Although Jasmine doesn’t need a bone marrow transplant right now, Greyeyes knows there’s a possibility she could need one soon. And that’s what motivates her.

"The chances of finding a bone marrow for someone who’s Aboriginal are too slim. And it’s just a scary thought because I know for a fact that my girl is not the only one in this world that’s going to have cancer. I hope that if another child needs a bone marrow, an Aboriginal child, that I’ve done enough work that there’s a match on the marrow for her or him," said Greyeyes.

Of the 215,000 registered donors on the Canadian Blood Services’ Unrelated Bone Marrow Donor Registry, only 1771 are Aboriginal. That’s less than one percent. Right now, there’s a 1 in 750,000 chance to find a match in an unrelated bone marrow registry.

In 1998 Lance Relland, a Métis teenager, established the Aboriginal Bone Marrow Registries Association (ABMRA) after he was successful in finding a matching bone marrow donor. He realized that other Aboriginal children might not be as lucky. The ABMRA is dedicated to helping Aboriginal people find eligible donors in a culturally sensitive manner.

The ABMRA allows for directed donations where people can choose to whom they will donate. Canadian Blood Services provides only universal donations. They won’t allow people to request they give only to Aboriginal people. Mary Lindsay, Director of the Donor Division at ABMRA, says it’s a culturally sensitive issue because some Aboriginal people believe that when a person shares their blood, they become related to that person.

"Some people are really touchy about that, they don’t want their blood to go to strangers and they feel that other native people are not strangers to them and that’s something that’s a cultural issue that you have to be sensitive to."

Lindsay says that she would rather have people donate to a small group than not at all. The ABMRA goes out to First Nations reserves and rural communities to recruit potential donors. They do an in-cheek swab to collect DNA rather than draw blood, so the method is less intimidating to people who are interested in becoming a potential donor.

Greyeyes works closely with the AMBRA to promote awareness of the importance of Aboriginal bone marrow donors. She says they have been very supportive and believes they are doing extremely important work. She sees her daughter’s pain and looks for something good in the life of a cancer patient.
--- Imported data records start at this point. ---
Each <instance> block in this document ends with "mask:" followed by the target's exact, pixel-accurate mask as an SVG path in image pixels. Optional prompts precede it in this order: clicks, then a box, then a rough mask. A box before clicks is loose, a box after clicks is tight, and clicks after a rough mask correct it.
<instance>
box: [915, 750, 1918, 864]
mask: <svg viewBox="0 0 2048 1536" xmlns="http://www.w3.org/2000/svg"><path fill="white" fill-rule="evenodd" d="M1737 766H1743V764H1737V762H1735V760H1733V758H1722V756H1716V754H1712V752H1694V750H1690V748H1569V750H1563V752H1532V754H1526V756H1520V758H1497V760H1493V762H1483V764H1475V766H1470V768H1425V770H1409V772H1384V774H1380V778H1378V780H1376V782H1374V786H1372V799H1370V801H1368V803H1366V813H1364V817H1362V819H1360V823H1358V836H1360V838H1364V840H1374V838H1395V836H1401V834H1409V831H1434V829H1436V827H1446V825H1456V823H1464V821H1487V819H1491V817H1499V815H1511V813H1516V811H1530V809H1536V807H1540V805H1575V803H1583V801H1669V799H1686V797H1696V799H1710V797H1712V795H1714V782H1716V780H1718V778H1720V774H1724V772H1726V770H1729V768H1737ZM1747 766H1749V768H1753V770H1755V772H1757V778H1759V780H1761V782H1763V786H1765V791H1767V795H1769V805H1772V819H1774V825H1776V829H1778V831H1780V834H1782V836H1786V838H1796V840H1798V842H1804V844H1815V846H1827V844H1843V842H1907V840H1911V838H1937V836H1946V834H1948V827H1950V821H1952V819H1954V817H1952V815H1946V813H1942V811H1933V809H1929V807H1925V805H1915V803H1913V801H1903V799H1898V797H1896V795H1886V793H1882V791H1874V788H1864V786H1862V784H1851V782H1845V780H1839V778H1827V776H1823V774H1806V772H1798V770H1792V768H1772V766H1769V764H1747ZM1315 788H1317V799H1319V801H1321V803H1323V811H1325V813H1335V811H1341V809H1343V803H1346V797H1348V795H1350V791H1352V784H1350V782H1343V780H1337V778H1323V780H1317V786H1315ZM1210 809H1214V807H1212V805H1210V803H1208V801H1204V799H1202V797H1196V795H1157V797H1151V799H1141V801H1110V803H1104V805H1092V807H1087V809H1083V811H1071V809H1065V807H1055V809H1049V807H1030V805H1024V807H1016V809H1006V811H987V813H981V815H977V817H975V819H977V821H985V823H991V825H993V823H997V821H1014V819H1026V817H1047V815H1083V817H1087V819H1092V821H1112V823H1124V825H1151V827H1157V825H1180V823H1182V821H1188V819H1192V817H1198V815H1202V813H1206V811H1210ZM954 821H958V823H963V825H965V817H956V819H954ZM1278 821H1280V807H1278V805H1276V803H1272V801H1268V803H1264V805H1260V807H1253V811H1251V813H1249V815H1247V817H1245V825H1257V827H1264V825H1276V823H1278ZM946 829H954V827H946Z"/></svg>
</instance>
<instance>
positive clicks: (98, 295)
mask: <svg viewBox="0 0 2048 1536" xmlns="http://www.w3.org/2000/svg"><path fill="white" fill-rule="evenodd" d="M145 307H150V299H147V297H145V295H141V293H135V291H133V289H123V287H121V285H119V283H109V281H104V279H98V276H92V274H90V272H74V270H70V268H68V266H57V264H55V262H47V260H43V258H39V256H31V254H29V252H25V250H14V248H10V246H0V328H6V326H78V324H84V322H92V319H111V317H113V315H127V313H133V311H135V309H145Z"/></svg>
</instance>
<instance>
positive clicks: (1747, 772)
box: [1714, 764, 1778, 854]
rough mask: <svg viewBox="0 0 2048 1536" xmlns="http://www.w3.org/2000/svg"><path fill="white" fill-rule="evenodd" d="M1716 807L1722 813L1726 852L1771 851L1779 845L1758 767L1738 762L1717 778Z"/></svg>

"I honestly believe that everything happens for a reason, even bad things and this is definitely bad, and I got to believe and got to find out that there’s something positive there and I believe that the Aboriginal Bone Marrow Registry is that positive thing."

With support from the ABMRA, Canadian Blood Services, the Muskeg Lake Tribal Council and the Federation of Saskatchewan Indian Nations (FSIN), Greyeyes is spreading as much information on leukemia, blood donations and bone marrow transplants as possible. She plans to deliver posters, flyers and leaflets to all First Nations reserves and communities in Canada, including through Friendship Centres in major cities.

Greyeyes has approached the FSIN for permission to use their mailroom to send out the information, because she can’t afford the cost of the postage on her own. She always carries leaflets of information with her to hand out to people she meets and to leave in band offices and other places she visits. She feels a sense of urgency in getting the information out.

"It’s a panic situation," Greyeyes says. "People need bone marrow transplants right now."

Greyeyes has no doubt that once people learn about her daughter’s story and the need for more registered Aboriginal bone marrow donors, they will come forward to help.

"I know Indian people are givers and they’re keepers. What I mean by that is they look after each other’s kids. If you see some little Indian kid in distress, you go to their aid right away and check it out, try to help them out. This is the same thing, only it’s bone marrow."

Michelle Hügli is a Journalism student at the University of Regina. She is a Cree-Saulteaux from the Yellow-Quill First Nation in Saskatchewan.